Das Kind in ihrem Leib bewegte sich. Sie spürte seine zarten Tritte intensiver als je zuvor, auch seinen sich windenden Körper und selbst seinen Herzschlag, der sich in vollkommener Harmonie zu dem Pulsieren in ihrem Brustkorb befand. Sie waren eins und würden es immer sein.
Hungrig leckte der Meeresschaum an ihren Füßen.
Komm, komm, komm …
Die Wellen umspülten Fionas Oberschenkel, dann ihren Bauch. Silberreflexe tanzten auf den Wellen. Das Licht des vollen Mondes, der über dem Horizont leuchtete, ergoss sich wie flüssiges Metall auf das Meer. Ihr Kind bewegte sich noch heftiger, als wolle es hier und jetzt hinaus und in das Wasser tauchen. Sie dachte daran, wie ihr Sohn gezeugt worden war, vor neun Monaten in einer ganz ähnlichen Nacht an diesem Strand, als Angus betrunken und sie hoffnungslos romantisch gewesen war. Fiona wusste, dass es in jener Nacht passiert war.
In dieser einen und in keiner anderen. Oder wenigstens hoffte sie es, denn es waren die schönsten Momente ihres Lebens gewesen.
„Wenn es ein Junge wird“, hatte sie in sein Ohr geflüstert, „nennen wir ihn Kjell.“
„Wieso Kjell?“, fragte Angus. „Was heißt das? Ist das irisch?“
„Keine Ahnung. Ich finde den Namen einfach schön.“
„Und wenn wir ein Mädchen bekommen?“
Sie hatte gelacht, sich noch fester an ihn geschmiegt und ihre Beine um seine Hüften geschlungen. „Bekommen wir aber nicht. Ich weiß es.“
Komm!
Fiona blickte sich noch einmal um. Über ihr auf den Klippen stand das Haus, in dem sie geboren worden war. Seit vielen Jahren lebten sie und Angus gemeinsam darin. Es war alt, voller Geschichten und Schicksale. Den Steinen, aus denen es vor Jahrhunderten gebaut worden war, hatten die Elemente ihr wahres Gesicht gegeben: moosige, verwitterte Mienen, die sich mit Erinnerungen vollgesaugt hatten.
Das Haus hatte ihre Geburt gesehen und würde ihren Tod sehen. So wie es viele Geburten und Tode gesehen hatte. Nirgendwo waren sich beide Welten so nah wie auf dieser Insel. Nirgendwo umarmten sie sich so innig.

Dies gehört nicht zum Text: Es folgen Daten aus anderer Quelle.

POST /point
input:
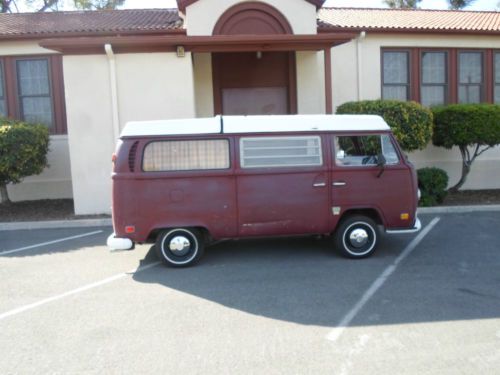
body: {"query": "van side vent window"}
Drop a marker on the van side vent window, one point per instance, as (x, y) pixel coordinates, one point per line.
(131, 156)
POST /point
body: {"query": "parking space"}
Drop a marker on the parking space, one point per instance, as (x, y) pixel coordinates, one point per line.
(255, 306)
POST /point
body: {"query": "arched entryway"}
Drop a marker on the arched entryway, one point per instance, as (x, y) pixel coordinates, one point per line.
(257, 82)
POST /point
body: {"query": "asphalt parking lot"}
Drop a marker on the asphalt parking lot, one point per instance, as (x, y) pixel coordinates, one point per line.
(423, 304)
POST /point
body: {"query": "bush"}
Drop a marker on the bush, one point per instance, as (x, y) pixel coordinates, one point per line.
(23, 152)
(410, 122)
(432, 183)
(473, 128)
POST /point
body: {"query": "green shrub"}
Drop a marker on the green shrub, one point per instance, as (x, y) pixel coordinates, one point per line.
(432, 183)
(23, 152)
(473, 128)
(410, 122)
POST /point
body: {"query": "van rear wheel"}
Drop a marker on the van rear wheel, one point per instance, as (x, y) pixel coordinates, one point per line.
(357, 237)
(180, 247)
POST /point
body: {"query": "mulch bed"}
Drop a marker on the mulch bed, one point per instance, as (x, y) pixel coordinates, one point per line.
(44, 209)
(62, 209)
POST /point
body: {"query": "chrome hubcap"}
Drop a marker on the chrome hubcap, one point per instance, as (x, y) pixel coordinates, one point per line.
(179, 245)
(358, 237)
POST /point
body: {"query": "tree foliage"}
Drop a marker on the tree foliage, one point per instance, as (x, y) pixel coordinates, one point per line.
(410, 122)
(12, 6)
(432, 183)
(23, 152)
(473, 128)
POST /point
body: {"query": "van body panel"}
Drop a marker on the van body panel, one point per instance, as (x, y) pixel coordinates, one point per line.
(283, 203)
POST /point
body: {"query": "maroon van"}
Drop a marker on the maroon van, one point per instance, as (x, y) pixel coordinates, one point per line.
(185, 183)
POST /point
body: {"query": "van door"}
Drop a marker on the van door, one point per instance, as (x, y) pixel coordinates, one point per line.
(282, 185)
(359, 181)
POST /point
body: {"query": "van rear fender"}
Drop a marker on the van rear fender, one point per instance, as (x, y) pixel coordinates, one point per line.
(370, 212)
(203, 230)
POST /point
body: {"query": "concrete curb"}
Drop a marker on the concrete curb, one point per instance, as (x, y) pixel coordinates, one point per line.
(83, 223)
(53, 224)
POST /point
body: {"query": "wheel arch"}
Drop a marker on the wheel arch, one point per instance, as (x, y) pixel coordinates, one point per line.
(153, 234)
(371, 212)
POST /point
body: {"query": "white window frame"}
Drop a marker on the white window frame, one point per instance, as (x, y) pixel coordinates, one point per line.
(244, 158)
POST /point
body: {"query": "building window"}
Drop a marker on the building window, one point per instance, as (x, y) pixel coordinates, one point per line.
(470, 77)
(396, 75)
(3, 107)
(497, 78)
(35, 99)
(31, 89)
(264, 152)
(434, 78)
(186, 155)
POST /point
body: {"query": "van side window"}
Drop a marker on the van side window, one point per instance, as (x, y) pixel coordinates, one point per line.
(289, 151)
(161, 156)
(364, 150)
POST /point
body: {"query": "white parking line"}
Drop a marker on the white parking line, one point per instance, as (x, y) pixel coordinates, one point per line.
(347, 319)
(49, 242)
(75, 291)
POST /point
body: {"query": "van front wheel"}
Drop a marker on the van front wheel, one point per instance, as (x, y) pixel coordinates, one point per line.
(357, 237)
(180, 247)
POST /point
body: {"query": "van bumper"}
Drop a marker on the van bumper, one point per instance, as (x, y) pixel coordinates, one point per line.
(115, 243)
(416, 228)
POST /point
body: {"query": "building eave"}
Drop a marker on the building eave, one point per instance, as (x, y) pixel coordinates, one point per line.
(216, 43)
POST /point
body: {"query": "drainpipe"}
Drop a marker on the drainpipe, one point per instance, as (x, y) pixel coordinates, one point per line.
(114, 91)
(359, 58)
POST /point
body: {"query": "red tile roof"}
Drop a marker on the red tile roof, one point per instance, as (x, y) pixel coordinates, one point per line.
(154, 21)
(408, 20)
(106, 22)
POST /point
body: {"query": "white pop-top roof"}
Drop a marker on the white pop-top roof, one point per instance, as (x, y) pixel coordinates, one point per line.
(255, 124)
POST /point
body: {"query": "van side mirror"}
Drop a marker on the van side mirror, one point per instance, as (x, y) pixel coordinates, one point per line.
(381, 162)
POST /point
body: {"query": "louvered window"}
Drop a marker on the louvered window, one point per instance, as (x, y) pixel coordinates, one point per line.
(131, 156)
(261, 152)
(186, 155)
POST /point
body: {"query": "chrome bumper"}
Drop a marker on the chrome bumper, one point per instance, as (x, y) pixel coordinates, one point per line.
(115, 243)
(416, 228)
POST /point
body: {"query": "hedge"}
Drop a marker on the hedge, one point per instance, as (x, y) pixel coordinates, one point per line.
(410, 122)
(23, 151)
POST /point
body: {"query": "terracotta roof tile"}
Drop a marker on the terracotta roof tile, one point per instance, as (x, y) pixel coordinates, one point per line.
(408, 19)
(89, 22)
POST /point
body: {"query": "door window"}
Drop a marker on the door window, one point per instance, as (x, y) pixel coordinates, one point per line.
(364, 150)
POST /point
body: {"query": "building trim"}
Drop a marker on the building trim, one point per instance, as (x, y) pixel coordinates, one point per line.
(215, 43)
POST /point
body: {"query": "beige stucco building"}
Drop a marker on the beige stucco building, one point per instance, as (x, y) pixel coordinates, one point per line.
(88, 73)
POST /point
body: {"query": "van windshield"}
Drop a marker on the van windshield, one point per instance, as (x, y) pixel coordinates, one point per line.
(363, 150)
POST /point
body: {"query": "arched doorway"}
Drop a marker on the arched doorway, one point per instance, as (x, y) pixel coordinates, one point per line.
(256, 82)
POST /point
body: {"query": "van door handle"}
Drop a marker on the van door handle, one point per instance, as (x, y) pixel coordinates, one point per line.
(319, 184)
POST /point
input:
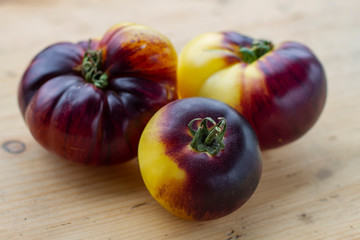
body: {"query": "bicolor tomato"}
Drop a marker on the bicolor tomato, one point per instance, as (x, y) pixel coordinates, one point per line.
(89, 101)
(199, 158)
(280, 89)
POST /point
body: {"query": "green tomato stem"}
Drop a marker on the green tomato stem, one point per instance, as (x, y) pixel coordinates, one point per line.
(208, 140)
(257, 50)
(91, 68)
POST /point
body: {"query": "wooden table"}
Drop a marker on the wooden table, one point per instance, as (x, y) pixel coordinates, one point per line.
(309, 189)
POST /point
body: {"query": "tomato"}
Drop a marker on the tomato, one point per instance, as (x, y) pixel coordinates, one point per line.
(280, 89)
(89, 101)
(199, 158)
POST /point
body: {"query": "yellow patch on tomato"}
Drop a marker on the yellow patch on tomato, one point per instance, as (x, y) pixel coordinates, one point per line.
(161, 175)
(200, 59)
(224, 85)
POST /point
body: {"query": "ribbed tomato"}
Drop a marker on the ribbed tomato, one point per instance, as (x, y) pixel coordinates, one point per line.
(89, 101)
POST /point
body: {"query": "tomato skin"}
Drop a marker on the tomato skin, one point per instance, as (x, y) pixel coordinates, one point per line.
(195, 185)
(281, 94)
(83, 123)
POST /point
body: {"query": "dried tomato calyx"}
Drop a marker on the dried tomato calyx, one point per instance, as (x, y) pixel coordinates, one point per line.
(257, 50)
(91, 68)
(208, 140)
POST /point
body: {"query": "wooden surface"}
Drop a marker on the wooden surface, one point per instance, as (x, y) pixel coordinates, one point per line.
(309, 189)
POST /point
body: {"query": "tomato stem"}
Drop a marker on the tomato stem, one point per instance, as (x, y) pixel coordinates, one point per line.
(257, 50)
(208, 140)
(91, 67)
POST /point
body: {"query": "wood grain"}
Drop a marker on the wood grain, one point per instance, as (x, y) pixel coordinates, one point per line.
(309, 189)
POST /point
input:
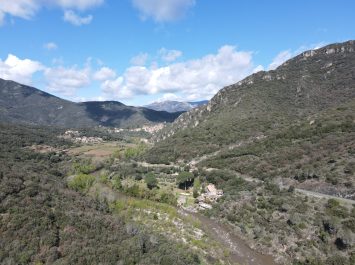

„Ich liebe dich“, flüsterte sie. „Vergiss mich nicht.“
Komm … komm zu uns …
Das Licht war fast bei ihr. Als es einen leuchtenden Arm nach ihr ausstreckte, sah Fiona, dass sich die Wolke aus winzigen Wesen zusammensetzte. Jedes einzelne glomm wie ein kleiner Stern, und als sie sich von ihnen umhüllen ließ, fühlte es sich an, als tauchte sie in die Seele des Ozeans ein. Zwei Schritte. Drei Schritte. Endlich umhüllte der Glanz ihren ganzen Körper.
Ich bin unter Wasser. Ich kann nicht mehr atmen.
Sie dachte es ohne jede Furcht, denn die hauchzarten Wesen sponnen sie warm und behütend ein. Während Fiona in die Tiefe sank, konnte sie sehen, wie sich ihr Körper in silberblaues Licht verwandelte. Ihr Bewusstsein schwand.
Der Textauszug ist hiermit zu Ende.